王亮换了一身衣服,扮作护卫。蒙垚又稍等了一下,估计应该是喝完茶的时间了,便带领大家一道回到蒙府。
赵高府内,又有一个探子报告,说蒙垚已然回府,没有发现任何可疑情况。
赵管家说了句:“继续盯紧了。”
“谢管家。”探子又高高兴兴地拿着钱走了。
赵管家随后对手下人吩咐:“再加派些人手。”手下人答应一声就去布置了。
蒙垚回府之后,将梅齐和王亮一起叫到书房,对蒙利吩咐说:“在外面守着,任何人不得靠近。”蒙利答应一声就到外面守着去了。
蒙垚问王亮:“究竟发生了什么事,你仔细道来。”
王亮便把情况仔仔细细地说了一遍,保证不漏掉任何细节。
蒙垚乍闻噩耗,也不禁有如五雷轰顶,瞬间失色。但他毕竟不是一般人,只一瞬间便恢复常态。这一点完全出乎王亮的预料,也不禁让王亮深深佩服。

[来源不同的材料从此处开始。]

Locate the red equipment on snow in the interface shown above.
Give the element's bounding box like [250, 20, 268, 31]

蒙垚和梅齐又问了几个问题,然后沉思了一会儿,觉得没有什么要问的了,蒙垚便对王亮说:“你辛苦了,先去吃点东西,好好休息一下,然后我还有重要的事情给你。”
王亮应了一声“诺”,便被人带下去了。
蒙垚问:“先生怎么看?”
梅齐说:“本来我还只是经隐隐约约地有些怀疑,现在看来,结论已经非常明确了。”
蒙垚问:“先生的结论是什么?”
梅齐说:“始皇帝已经不行了。”
蒙垚吃惊地问:“先生为何这么说?”
梅齐说:“自从传来二老爷不在始皇帝身边的消息,我就愈发关注始皇帝的动静。当传来始皇帝多日未曾露面的消息后,我更是隐隐约约地觉得有些不妙。通过仔细分析,已经有了一些初步的判断,公子扶苏被赐死和老爷被免职的事再次强化了我的判断结果。我的结论就是:始皇帝不行了,所以需要安排后事。新选定的继位人选不足以压制扶苏,所以扶苏必须死,而老爷因为与扶苏的关系也必须清除。”
蒙垚紧张地问:“那父亲会不会危险了?”
梅齐说:“我们必须设法营救老爷。其实我已经把我的担心派人向老爷报告了,只可惜事情来得太快了,我派去报告的人根本没能见到老爷。”
蒙垚沮丧地瘫坐在椅子上,但是到底还存着一丝侥幸,于是便问:“不是我不相信先生,只是先生的判断有什么依据吗?”
梅齐说:“我也不希望是这种结果,可是事实应该错不了。”
蒙垚仍然不死心地问:“先生的依据是什么?”
梅齐说:“当然是人性,少主人一定要记住,自古以来人性都是不变的,任何人的所作所为都离不开人性的支配,所以基于人性的分析才是最可靠的。”
蒙垚说:“先生说得是。”
梅齐说:“我们就来分析一下,始皇帝为什么急着要杀死公子扶苏,连回到咸阳都等不及了。”
蒙垚说:“还是请先生说吧。”
梅齐说:“始皇帝要杀扶苏,只可能有这么几个理由:一是扶苏威胁了始皇帝的帝位。二是扶苏大逆不道。三是扶苏要造反。四是始皇帝要立太子,而要立的太子不是扶苏,扶苏会威胁太子的地位。”
蒙垚说:“可是,说扶苏会威胁始皇帝的帝位,这是根本不可能的。”
梅齐说:“所以,这一条可以排除了。”
蒙垚说:“第二、第三也可以排除。因为这几年公子扶苏在北面监军,一直同家父在一起,家父从没有提过扶苏做了什么事惹始皇帝不高兴了,所以我觉得这两条也是不成立的。”
梅齐说:“少主人说得有道理。”
蒙垚说:“再看始皇帝赐死扶苏的理由,无非就是诽谤呀、怨恨呀、不孝呀,虎毒尚不食子,为这点小事就杀了扶苏,那也太凉情薄义了,始皇帝就不怕寒了天下臣民的心吗?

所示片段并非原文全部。